To provide some more convenience, we have included a comparison feature in our Excel add-in Professor Excel Tools.

1. Just click on the Compare Sheets button on the Professor Excel ribbon.
2. Select the sheets you would like to compare. Also possible: Use sheets from other workbooks (for example when you revised / updated version is open and the original worksheet is saved on your hard drive).
3. How do you want to compare the two worksheets? You can define in detail: Show all values from the updated version and highlight the changes or only show the cells that have changed.

The results (depending on the settings), look like this:

This function is included in our Excel Add-In ‘Professor Excel Tools’

More than 35,000 users can’t be wrong.

## Approach B: Content-wise comparison – compare two lists (also, if sorting has changed)

Our second approach is much more complex than the first one. But: It regards differently sorted lists and tables as well as different column structures (order and names).

### Method B1: See differences of two simple lists

Let’s take a look at an easier example: You have two lists and want to know which items are in both lists, and which item is only available in one of the lists.

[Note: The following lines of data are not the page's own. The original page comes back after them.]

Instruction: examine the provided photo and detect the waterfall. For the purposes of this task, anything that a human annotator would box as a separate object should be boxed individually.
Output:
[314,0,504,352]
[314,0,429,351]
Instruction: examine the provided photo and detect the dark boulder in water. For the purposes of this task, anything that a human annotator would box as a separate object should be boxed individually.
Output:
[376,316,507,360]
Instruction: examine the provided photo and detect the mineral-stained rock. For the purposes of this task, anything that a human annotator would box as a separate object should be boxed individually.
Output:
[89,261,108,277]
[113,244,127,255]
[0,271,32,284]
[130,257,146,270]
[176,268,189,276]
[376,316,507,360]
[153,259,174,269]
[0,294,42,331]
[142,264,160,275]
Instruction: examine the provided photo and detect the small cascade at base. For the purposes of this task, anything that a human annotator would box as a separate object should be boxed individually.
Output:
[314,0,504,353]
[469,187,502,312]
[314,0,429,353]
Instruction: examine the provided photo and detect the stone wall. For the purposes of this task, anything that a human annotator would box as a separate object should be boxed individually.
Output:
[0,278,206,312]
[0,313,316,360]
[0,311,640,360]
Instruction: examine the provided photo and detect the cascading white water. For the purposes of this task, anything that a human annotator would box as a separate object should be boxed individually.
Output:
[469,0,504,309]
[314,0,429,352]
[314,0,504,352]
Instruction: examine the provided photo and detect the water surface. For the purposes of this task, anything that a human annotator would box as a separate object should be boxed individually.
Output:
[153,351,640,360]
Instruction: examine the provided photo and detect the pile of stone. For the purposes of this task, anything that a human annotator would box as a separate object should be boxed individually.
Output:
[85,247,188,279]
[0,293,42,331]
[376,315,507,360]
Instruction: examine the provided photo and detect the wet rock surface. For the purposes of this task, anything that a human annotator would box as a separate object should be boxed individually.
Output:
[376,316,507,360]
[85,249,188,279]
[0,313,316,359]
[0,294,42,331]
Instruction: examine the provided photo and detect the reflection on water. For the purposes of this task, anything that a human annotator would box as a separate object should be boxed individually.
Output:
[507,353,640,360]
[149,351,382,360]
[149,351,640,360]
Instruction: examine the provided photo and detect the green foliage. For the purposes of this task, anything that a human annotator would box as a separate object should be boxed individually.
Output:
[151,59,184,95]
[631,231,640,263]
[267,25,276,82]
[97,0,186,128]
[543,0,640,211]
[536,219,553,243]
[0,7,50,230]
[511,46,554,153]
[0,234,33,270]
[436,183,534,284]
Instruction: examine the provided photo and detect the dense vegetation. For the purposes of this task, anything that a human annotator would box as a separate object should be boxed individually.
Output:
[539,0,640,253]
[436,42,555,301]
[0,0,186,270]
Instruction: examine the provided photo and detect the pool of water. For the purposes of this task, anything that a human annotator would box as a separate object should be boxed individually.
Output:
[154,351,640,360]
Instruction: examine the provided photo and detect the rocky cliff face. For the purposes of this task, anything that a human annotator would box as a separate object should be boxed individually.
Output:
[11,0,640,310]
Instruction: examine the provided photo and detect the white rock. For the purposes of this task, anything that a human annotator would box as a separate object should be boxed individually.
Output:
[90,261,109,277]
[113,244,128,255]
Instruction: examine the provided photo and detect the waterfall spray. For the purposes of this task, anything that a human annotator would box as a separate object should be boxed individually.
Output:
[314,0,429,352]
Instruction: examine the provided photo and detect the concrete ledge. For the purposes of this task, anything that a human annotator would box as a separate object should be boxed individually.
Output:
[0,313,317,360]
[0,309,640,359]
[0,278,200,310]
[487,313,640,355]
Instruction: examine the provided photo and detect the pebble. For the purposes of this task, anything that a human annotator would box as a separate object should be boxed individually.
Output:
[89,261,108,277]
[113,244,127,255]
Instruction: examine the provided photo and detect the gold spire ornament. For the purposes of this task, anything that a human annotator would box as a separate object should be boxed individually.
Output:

1. First, set up a comparison table. This might as well be an additional worksheet. The first column will later on contain the whole list. The following columns will show, if the item is available in the lists.
So, in order to compile a lists with all items, first copy both lists completely underneath each other.
2. Next – as many items might occur two times in our combined list – we need to remove duplicates. Excel provides a (very useful) function, called “Remove Duplicates”. Therefore, select the whole list and go to Data and click on Remove Duplicates.
3. As the last step, we count how often each item occurs in each list. In our example, the formula in cell G4 would be “=COUNTIFS(\$B\$4:\$B\$6,\$F4)”. Do it the same way in column H for the second list. If you need assistance with the COUNTIFS function, please refer to this article.

There are probably also other methods to compare two lists, but these steps should be comparatively easy.

Now, we are coming to the most complex method to compare two tables. It can deal with different structures and changed rows (sorted, etc.).

Requirements:

• The tables must have a primary key. A primary key is able to identify each data entry. It might also be a combination of several columns as you will see in the example.

To allow such complex comparison, I have created a template. This template should be fairly easy to use.

#### How to use our comparison template

The template has two comparison worksheets:

1. Sheet “Settings”: On the sheet Settings you have to fill in the basic settings, including both sheet names (of the original and revised worksheets) and in which row and column the data starts.
2. The actual comparison takes place on the sheet “Comparison”. You don’t have to change anything here.

Start by copying your two worksheets into this template (you can of course remove the example data sheets) like in this example:

#### Basic comparison settings on Sheet “Settings”

On the sheet settings you have to define the basic settings, separated into two parts: Table locations (where are the two tables located with sheet name, first row, first column and the primary key column). The lower part has the column list in which – in case sequence or names of the columns have changed – you check and if necessary correct the column mapping.

The sheet has detailed instructions so I am not going much further here.

#### How to understand the comparison results

Once you have filled in the settings, go to the second sheet to see the result. Nothing to fill in here, but filter column B to “1”. 1 means that something has changed. You can see the comparison column by column – all changes are highlighted in orange.